While the report laid out a sneaky method for the final evisceration of Prop. 209, the Boalt conferees also called overtly for its extinction by lawsuit. And rather than repudiate this slap in the face to California’s electorate, UC president Robert Dynes merely offered tactical suggestions for how best to deal the blow. “I surely want to win the first [lawsuit], because if we lose the first one, we will take two to three steps back,” Dynes said, according to the Contra Costa Times. He added that the changing demographics of California—that is, the explosion of the Hispanic population—would eventually lead to the initiative’s repeal, even without a lawsuit.
Berkeley chancellor Birgeneau was less circumspect in displaying his moral superiority over the electorate. “I think 209 is profoundly wrong, morally wrong,” he told the enthusiastic conferees, the Contra Costa Times reported. “We can’t have a truly fair system until 209 is reversed.” He repeated this claim to California magazine in November: Because of the “reality of race in contemporary American society,” any institution will be “de facto . . . discriminating,” he said, unless it employs racial preferences. Obviously, this is a man whose moral acuity allows him to see things that the voters cannot. “You know, my underlying motivation is a very simple one,” he told the Berkleyan in October, “a deep-seated desire to see people treated fairly and equitably. It’s not more complicated than that.”

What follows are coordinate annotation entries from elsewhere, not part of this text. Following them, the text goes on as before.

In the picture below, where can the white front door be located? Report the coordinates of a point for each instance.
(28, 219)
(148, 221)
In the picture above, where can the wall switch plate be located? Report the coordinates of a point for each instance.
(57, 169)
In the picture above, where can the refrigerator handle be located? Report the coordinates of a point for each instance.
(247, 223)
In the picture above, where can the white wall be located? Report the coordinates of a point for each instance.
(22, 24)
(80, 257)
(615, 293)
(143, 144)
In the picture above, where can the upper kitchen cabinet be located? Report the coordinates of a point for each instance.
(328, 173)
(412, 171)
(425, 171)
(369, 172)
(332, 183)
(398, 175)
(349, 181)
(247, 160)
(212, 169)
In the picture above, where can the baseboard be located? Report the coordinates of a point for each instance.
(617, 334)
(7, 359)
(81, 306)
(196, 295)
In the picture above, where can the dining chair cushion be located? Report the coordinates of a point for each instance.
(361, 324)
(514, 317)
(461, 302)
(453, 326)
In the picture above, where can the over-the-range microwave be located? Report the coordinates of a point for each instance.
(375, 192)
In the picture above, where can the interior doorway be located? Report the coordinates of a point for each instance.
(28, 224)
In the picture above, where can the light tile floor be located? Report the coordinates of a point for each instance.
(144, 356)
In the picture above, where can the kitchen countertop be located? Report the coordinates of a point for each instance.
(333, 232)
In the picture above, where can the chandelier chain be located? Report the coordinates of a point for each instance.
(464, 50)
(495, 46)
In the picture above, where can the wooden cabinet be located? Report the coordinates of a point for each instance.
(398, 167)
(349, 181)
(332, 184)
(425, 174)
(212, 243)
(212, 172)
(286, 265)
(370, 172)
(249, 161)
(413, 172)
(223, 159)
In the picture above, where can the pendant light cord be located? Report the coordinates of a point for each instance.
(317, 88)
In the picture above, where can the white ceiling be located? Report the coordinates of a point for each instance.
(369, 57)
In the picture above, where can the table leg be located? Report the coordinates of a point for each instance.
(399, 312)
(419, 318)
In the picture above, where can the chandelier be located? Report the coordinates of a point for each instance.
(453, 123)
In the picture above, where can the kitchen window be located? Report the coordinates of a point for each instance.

The push to manipulate academic standards continues. UCLA announced last fall that it would inject even more “holistic” methods into its admissions process, in response to student and “community” protests over low black enrollment. It was UCLA’s fault that so few blacks got into the school, the protesters charged; the administration agreed.
Expect the University of Michigan, deprived this November of the explicit use of race in admissions by another of Ward Connerly’s anti-preference initiatives, to follow California’s lead. Its president, Mary Sue Coleman, reacted with rage to the voters’ overwhelming 58 to 42 percent desire for colorblindness. “I am standing here today to tell you that I will not allow this university to go down the path of mediocrity,” she vowed, in classic diversity-speak, the day after the vote. Parroting the UC line, she claimed that Prop. 209 had been a “horribly failed experiment that has dramatically weakened the diversity of the state’s most selective universities.” The University of Michigan will surely discover within the next year that coming from a single-parent family or a class of low-performing students should be considered an academic qualification for studying at Ann Arbor.
Yet for all the evasions of the political and educational elites, the growing anti-preference push, with initiatives contemplated in several more states in 2008, could be one of the most important populist movements of recent years. Racial manipulation, while not eliminated from California, has been greatly reduced, a sea change that never would have happened without Prop. 209. One goal of the movement—the elimination of the academic achievement gap by setting a single standard of achievement for all to meet—remains elusive. But Ward Connerly’s courageous pursuit of a government that ignores race is delivering on the most fundamental promise of the American Constitution: equal treatment for all.